REPUBLIKA.CO.ID, JAKARTA -- Ketua Tim Pakar Gugus Penanganan Covid-19 Prof Wiku Adisasmito mengatakan penyemprotan disinfektan dengan cara mirip pengasapan (fogging) tidak dianjurkan, karena berbahaya bagi kulit.
"Tidak dianjurkan secara berlebihan seperti 'fogging' karena dapat menimbulkan iritasi kulit, bahkan mengganggu pernapasan," kata Wiku dalam konferensi pers yang diadakan bersama Gugus Tugas Percepatan Penanganan Covid-19 di Kantor Badan Penanggulangan Bencana Nasional (BNPB), Jakarta, Senin (30/3).
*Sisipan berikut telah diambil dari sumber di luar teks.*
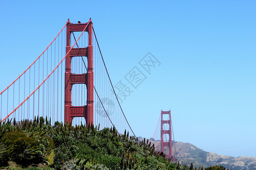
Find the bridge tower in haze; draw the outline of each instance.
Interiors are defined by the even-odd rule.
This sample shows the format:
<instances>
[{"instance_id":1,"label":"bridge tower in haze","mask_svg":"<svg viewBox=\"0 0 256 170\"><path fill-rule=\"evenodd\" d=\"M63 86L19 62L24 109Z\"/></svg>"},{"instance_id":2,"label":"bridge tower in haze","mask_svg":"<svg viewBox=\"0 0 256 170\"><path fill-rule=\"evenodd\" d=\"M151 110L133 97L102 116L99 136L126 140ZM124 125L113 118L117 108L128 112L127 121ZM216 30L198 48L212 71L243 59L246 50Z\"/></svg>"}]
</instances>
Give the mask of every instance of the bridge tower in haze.
<instances>
[{"instance_id":1,"label":"bridge tower in haze","mask_svg":"<svg viewBox=\"0 0 256 170\"><path fill-rule=\"evenodd\" d=\"M75 117L85 118L86 126L93 124L93 27L90 19L86 23L67 24L67 46L65 73L65 123L71 122ZM68 53L71 47L71 35L73 32L82 32L85 29L88 33L88 46L86 48L73 48ZM72 74L71 61L73 57L87 57L88 70L86 74ZM85 84L87 88L87 105L72 106L71 91L72 86L75 84Z\"/></svg>"},{"instance_id":2,"label":"bridge tower in haze","mask_svg":"<svg viewBox=\"0 0 256 170\"><path fill-rule=\"evenodd\" d=\"M168 114L168 120L164 120L163 119L163 114ZM166 129L166 125L169 124L169 129ZM164 127L163 127L164 126ZM165 134L169 135L169 141L163 141L163 135ZM172 130L171 130L171 110L169 111L163 111L161 110L161 152L163 152L164 147L167 146L169 147L169 156L172 158Z\"/></svg>"}]
</instances>

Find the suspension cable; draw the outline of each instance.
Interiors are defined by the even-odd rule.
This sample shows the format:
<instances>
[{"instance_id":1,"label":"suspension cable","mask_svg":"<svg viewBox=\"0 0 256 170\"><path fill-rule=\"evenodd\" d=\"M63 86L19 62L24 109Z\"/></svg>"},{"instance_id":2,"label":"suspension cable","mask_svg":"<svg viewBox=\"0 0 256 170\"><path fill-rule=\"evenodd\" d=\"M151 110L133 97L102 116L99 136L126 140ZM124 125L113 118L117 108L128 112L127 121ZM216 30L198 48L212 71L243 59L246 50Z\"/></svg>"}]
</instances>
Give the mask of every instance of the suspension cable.
<instances>
[{"instance_id":1,"label":"suspension cable","mask_svg":"<svg viewBox=\"0 0 256 170\"><path fill-rule=\"evenodd\" d=\"M76 41L76 37L75 37L75 35L74 35L74 33L73 33L73 32L72 32L72 33L73 33L73 36L74 36L75 41ZM77 48L79 48L79 46L78 46L77 42L76 42L76 45L77 46ZM80 52L80 49L79 48L79 52L78 52L79 54ZM86 71L88 71L88 70L87 69L87 67L86 67L86 66L85 65L85 62L84 62L84 58L82 58L82 56L81 56L81 57L82 58L82 62L84 62L84 66L85 66L85 69L86 69ZM105 109L104 106L103 105L102 102L101 101L101 99L100 98L100 96L99 96L99 95L98 95L98 92L97 92L97 90L96 90L96 88L95 88L94 85L93 85L93 88L94 89L95 92L96 92L97 96L98 96L98 98L100 101L101 102L101 105L102 106L103 109L104 109L105 112L106 113L106 115L108 116L108 117L109 118L109 120L110 121L111 124L112 124L112 125L113 125L113 126L114 126L113 123L112 122L112 121L111 121L110 118L109 116L109 114L108 114L107 112L106 111L106 109Z\"/></svg>"},{"instance_id":2,"label":"suspension cable","mask_svg":"<svg viewBox=\"0 0 256 170\"><path fill-rule=\"evenodd\" d=\"M4 121L7 118L8 118L11 114L13 114L20 106L22 105L22 104L23 104L24 103L25 103L25 101L28 99L32 95L34 95L35 94L35 92L40 88L40 87L46 81L46 80L48 79L48 78L51 76L51 75L52 74L52 73L55 71L56 69L57 69L57 68L59 67L59 66L60 65L60 63L63 61L63 60L66 58L67 56L68 55L68 54L69 54L70 53L70 52L71 51L71 50L73 49L73 48L74 47L75 45L76 44L76 43L77 42L77 41L79 40L79 39L80 38L81 36L82 35L82 33L84 33L84 32L85 31L85 29L86 29L87 27L89 25L89 23L87 24L87 25L85 26L85 27L84 28L84 30L82 31L82 33L81 33L80 36L79 36L79 37L78 38L77 40L75 42L74 45L73 45L73 46L69 49L69 50L68 50L68 53L67 53L66 55L65 55L65 57L61 60L61 61L59 63L59 64L57 65L57 66L55 67L55 69L54 69L52 72L51 72L51 73L48 75L48 76L44 79L44 80L38 87L38 88L36 88L36 90L35 90L22 103L21 103L13 112L11 112L9 114L8 114L4 119L3 119L1 121L1 122L2 122L3 121Z\"/></svg>"},{"instance_id":3,"label":"suspension cable","mask_svg":"<svg viewBox=\"0 0 256 170\"><path fill-rule=\"evenodd\" d=\"M98 49L100 50L100 53L101 56L101 58L102 58L102 60L103 63L104 64L105 69L106 69L106 73L107 73L109 79L109 81L110 81L110 82L111 86L112 87L112 89L113 89L113 91L114 91L114 94L115 94L115 97L117 98L117 102L118 103L118 105L119 105L119 107L120 107L120 109L121 109L122 113L123 113L123 116L124 116L124 117L125 117L125 120L126 121L126 122L127 123L128 125L129 125L129 127L130 127L130 129L131 129L131 131L133 132L133 134L134 135L134 136L135 137L135 138L137 138L137 137L136 137L136 135L135 135L134 132L133 131L133 129L132 129L131 128L131 126L130 125L129 123L128 122L128 121L127 120L126 117L125 116L125 113L123 113L123 109L122 108L122 107L121 107L121 104L120 104L120 103L119 102L118 99L118 97L117 97L117 94L116 94L116 93L115 93L115 90L114 89L114 86L113 86L112 82L111 81L110 77L109 76L109 72L108 71L108 70L107 70L107 69L106 69L106 65L105 65L105 63L104 60L103 59L102 54L101 53L101 49L100 48L100 45L98 45L98 40L97 39L96 35L95 34L94 29L93 28L93 27L92 28L93 28L93 33L94 33L94 36L95 36L95 39L96 40L97 44L97 45L98 45Z\"/></svg>"}]
</instances>

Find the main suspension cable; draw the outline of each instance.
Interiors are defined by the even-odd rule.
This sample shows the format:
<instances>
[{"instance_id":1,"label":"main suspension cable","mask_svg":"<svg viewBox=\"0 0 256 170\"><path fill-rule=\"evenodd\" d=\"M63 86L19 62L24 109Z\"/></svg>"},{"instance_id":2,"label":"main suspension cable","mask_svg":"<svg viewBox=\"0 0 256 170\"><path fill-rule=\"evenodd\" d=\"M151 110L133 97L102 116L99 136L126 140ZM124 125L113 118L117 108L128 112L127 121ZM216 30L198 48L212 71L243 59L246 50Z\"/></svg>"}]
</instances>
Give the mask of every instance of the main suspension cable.
<instances>
[{"instance_id":1,"label":"main suspension cable","mask_svg":"<svg viewBox=\"0 0 256 170\"><path fill-rule=\"evenodd\" d=\"M123 113L123 116L124 116L124 117L125 118L125 120L126 121L126 122L127 123L128 125L129 126L130 129L131 129L131 131L133 132L133 133L134 135L134 136L135 137L135 138L137 138L134 132L133 131L133 129L131 128L131 126L130 125L129 123L128 122L128 121L127 120L126 117L125 116L125 113L123 113L123 109L122 109L122 107L121 106L120 103L119 102L118 99L117 97L117 94L115 93L115 90L114 89L114 86L113 86L112 82L111 81L110 77L109 76L109 72L108 71L108 70L106 69L104 60L103 59L102 54L101 53L101 49L100 48L100 45L98 45L98 40L97 39L96 35L95 33L95 31L94 31L94 29L93 28L93 27L92 27L92 28L93 28L93 33L94 33L94 36L95 36L95 39L96 40L97 44L98 45L98 49L100 50L100 53L101 56L101 58L102 60L103 63L104 64L105 69L106 69L106 73L108 74L108 76L109 81L110 82L111 86L112 87L112 89L113 89L113 90L114 91L114 94L115 94L115 97L117 98L117 102L118 103L118 105L119 105L119 106L120 107L120 109L121 109L122 113Z\"/></svg>"}]
</instances>

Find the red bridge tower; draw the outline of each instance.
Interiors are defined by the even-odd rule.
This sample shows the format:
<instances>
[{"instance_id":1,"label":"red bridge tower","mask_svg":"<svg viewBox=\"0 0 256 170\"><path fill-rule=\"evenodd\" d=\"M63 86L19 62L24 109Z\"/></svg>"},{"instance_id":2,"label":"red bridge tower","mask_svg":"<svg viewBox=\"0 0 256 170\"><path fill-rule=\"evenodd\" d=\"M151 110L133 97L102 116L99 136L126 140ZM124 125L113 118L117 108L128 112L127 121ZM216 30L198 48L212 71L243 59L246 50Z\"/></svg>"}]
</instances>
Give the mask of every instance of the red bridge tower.
<instances>
[{"instance_id":1,"label":"red bridge tower","mask_svg":"<svg viewBox=\"0 0 256 170\"><path fill-rule=\"evenodd\" d=\"M87 26L88 24L88 26ZM73 32L82 32L85 28L88 32L88 46L86 48L73 48L71 52L71 34ZM68 20L67 24L66 63L65 73L65 123L71 122L75 117L84 117L87 127L93 124L93 63L92 44L92 22L72 24ZM85 56L88 60L88 71L86 74L76 74L71 73L71 60L72 57ZM71 91L75 84L85 84L87 88L87 105L72 106Z\"/></svg>"},{"instance_id":2,"label":"red bridge tower","mask_svg":"<svg viewBox=\"0 0 256 170\"><path fill-rule=\"evenodd\" d=\"M163 120L163 114L169 114L169 120ZM163 129L164 124L169 124L169 129L165 129L166 127ZM164 125L165 126L165 125ZM164 130L165 129L165 130ZM165 134L169 134L169 142L163 141L163 135ZM163 152L164 147L167 146L169 147L169 156L170 158L172 158L172 130L171 130L171 110L169 111L163 111L161 110L161 152Z\"/></svg>"}]
</instances>

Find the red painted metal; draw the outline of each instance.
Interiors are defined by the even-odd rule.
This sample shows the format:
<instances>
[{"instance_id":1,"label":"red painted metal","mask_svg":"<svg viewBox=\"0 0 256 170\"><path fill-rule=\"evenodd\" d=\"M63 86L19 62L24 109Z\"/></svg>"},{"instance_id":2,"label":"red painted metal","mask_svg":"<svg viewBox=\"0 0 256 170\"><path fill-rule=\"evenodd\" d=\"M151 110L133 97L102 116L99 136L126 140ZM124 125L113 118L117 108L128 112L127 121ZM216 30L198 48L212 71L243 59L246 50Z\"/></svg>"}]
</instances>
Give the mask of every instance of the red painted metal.
<instances>
[{"instance_id":1,"label":"red painted metal","mask_svg":"<svg viewBox=\"0 0 256 170\"><path fill-rule=\"evenodd\" d=\"M88 26L87 26L88 25ZM85 31L88 32L88 46L84 48L71 49L71 34L73 32ZM68 21L67 24L67 57L65 73L65 123L71 122L75 117L84 117L86 126L93 124L93 62L92 44L92 22L90 19L88 23L72 24ZM87 57L87 73L75 74L71 73L72 57ZM87 88L87 105L74 107L72 105L71 91L75 84L85 84Z\"/></svg>"},{"instance_id":2,"label":"red painted metal","mask_svg":"<svg viewBox=\"0 0 256 170\"><path fill-rule=\"evenodd\" d=\"M163 120L163 114L168 114L169 120ZM163 124L169 124L169 129L163 129ZM163 135L165 134L169 134L169 142L163 141ZM167 146L169 147L169 158L171 158L172 156L172 130L171 130L171 110L163 111L161 110L161 152L163 152L164 147Z\"/></svg>"}]
</instances>

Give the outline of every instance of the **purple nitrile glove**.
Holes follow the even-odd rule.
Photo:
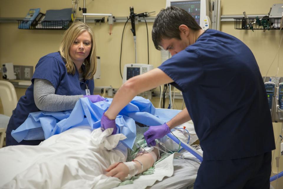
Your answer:
[[[116,123],[115,123],[115,119],[110,120],[103,113],[103,115],[101,118],[101,121],[100,122],[101,125],[101,128],[103,131],[104,131],[109,128],[114,128],[112,134],[116,134],[117,132],[117,127],[116,126]]]
[[[98,102],[105,100],[105,99],[99,94],[96,95],[84,95],[83,97],[86,97],[91,101],[93,103]]]
[[[170,128],[166,123],[158,126],[151,126],[144,133],[148,145],[154,146],[156,145],[155,139],[162,138],[170,132]]]

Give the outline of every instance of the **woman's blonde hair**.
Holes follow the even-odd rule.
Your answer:
[[[75,65],[70,56],[69,50],[75,40],[85,31],[88,32],[91,38],[91,49],[89,54],[85,59],[85,69],[84,71],[83,76],[85,79],[93,79],[93,75],[96,71],[96,56],[93,34],[89,26],[79,21],[74,22],[64,32],[60,45],[60,53],[62,58],[65,60],[66,67],[68,73],[74,74],[75,71]]]

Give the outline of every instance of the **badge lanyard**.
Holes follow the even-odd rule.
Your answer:
[[[90,95],[91,92],[89,91],[89,89],[88,89],[88,84],[87,83],[85,84],[85,87],[86,88],[85,89],[85,95]]]
[[[84,84],[85,84],[85,95],[91,95],[91,92],[89,90],[89,89],[88,89],[88,82],[87,81],[86,81],[85,82],[81,82],[82,83]]]

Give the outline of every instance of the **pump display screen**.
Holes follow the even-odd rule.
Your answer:
[[[171,6],[184,9],[194,17],[200,25],[200,1],[185,1],[171,2]]]
[[[140,72],[140,68],[128,67],[127,68],[127,80],[134,76],[139,75]]]

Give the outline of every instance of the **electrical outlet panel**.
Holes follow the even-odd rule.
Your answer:
[[[14,72],[16,74],[16,79],[30,81],[33,74],[33,66],[14,65]]]

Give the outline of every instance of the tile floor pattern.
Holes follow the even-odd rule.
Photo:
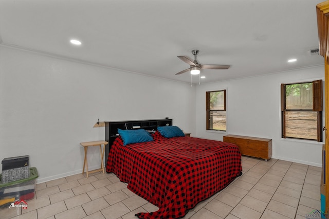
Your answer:
[[[320,210],[321,168],[243,156],[243,174],[199,203],[184,218],[305,218]],[[27,209],[0,209],[1,218],[137,218],[157,207],[113,173],[78,174],[37,184]]]

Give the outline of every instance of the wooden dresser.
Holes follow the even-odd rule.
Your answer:
[[[266,161],[272,157],[272,139],[234,135],[226,135],[223,138],[223,141],[236,144],[243,155]]]

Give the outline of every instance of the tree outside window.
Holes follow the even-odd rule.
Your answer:
[[[322,141],[322,82],[281,85],[282,138]]]
[[[226,131],[226,90],[206,92],[207,130]]]

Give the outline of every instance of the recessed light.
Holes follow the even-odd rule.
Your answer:
[[[81,45],[81,42],[77,40],[70,40],[70,42],[72,44],[74,44],[74,45]]]

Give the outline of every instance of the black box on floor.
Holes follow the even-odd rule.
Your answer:
[[[1,163],[3,171],[27,167],[29,166],[29,155],[8,157],[2,160]]]
[[[30,177],[29,156],[5,158],[2,163],[2,178],[0,183],[4,184]]]

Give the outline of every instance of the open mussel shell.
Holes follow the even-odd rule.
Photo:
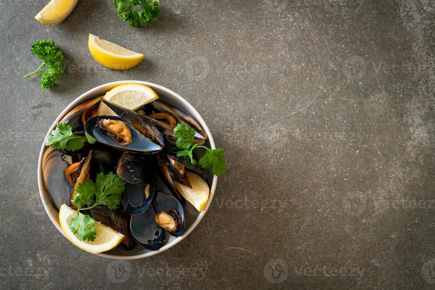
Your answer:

Dalam rangka pencegahan Covid-19, penggunaan cairan disinfektan di area publik, transportasi, pasar, tempat ibadah, sekolah dan rumah makan, perlu memperhatikan komposisi dan jenis bahan disinfektan dan tidak dianjurkan digunakan secara berlebihan karena dapat menimbulkan iritasi pada kulit. Penggunaan cairan disinfektan dilakukan spesifik pada lokasi dan benda-benda, seperti lantai, kursi, meja, gagang pintu, tombol lift, tangga jalan (eskalator), mesin anjungan tunai mandiri (ATM), etalase, dan wastafel.
Setelah menyemprotkan disinfektan ke permukaan benda, kata dia, sebaiknya satu menit kemudian dilakukan proses mengelap permukaan benda itu dengan menggunakan sarung tangan. Menurut dia, cairan disinfektan bisa membunuh virus pada permukaan benda-benda, tubuh dan baju. Namun, penyemprotan disinfektan tidak akan melindungi diri dari virus jika berkontak erat dengan orang sakit. "Jadi sifatnya adalah sementara," ujar Wiku.
Disinfektan, katanya, merupakan senyawa kimia yang digunakan untuk proses dekontaminasi yang membunuh mikroorganisme, yakni virus dan bakteri pada permukaan benda mati, seperti lantai, meja, peralatan medis dan benda lain yang sering disentuh.
Wiku menuturkan mencuci tangan dengan sabun dan air mengalir adalah cara yang paling ampuh untuk membunuh virus. Namun, apabila tidak bisa mencuci tangan segera, maka bisa menggunakan cairan pembersih tangan dengan bijak dan aman.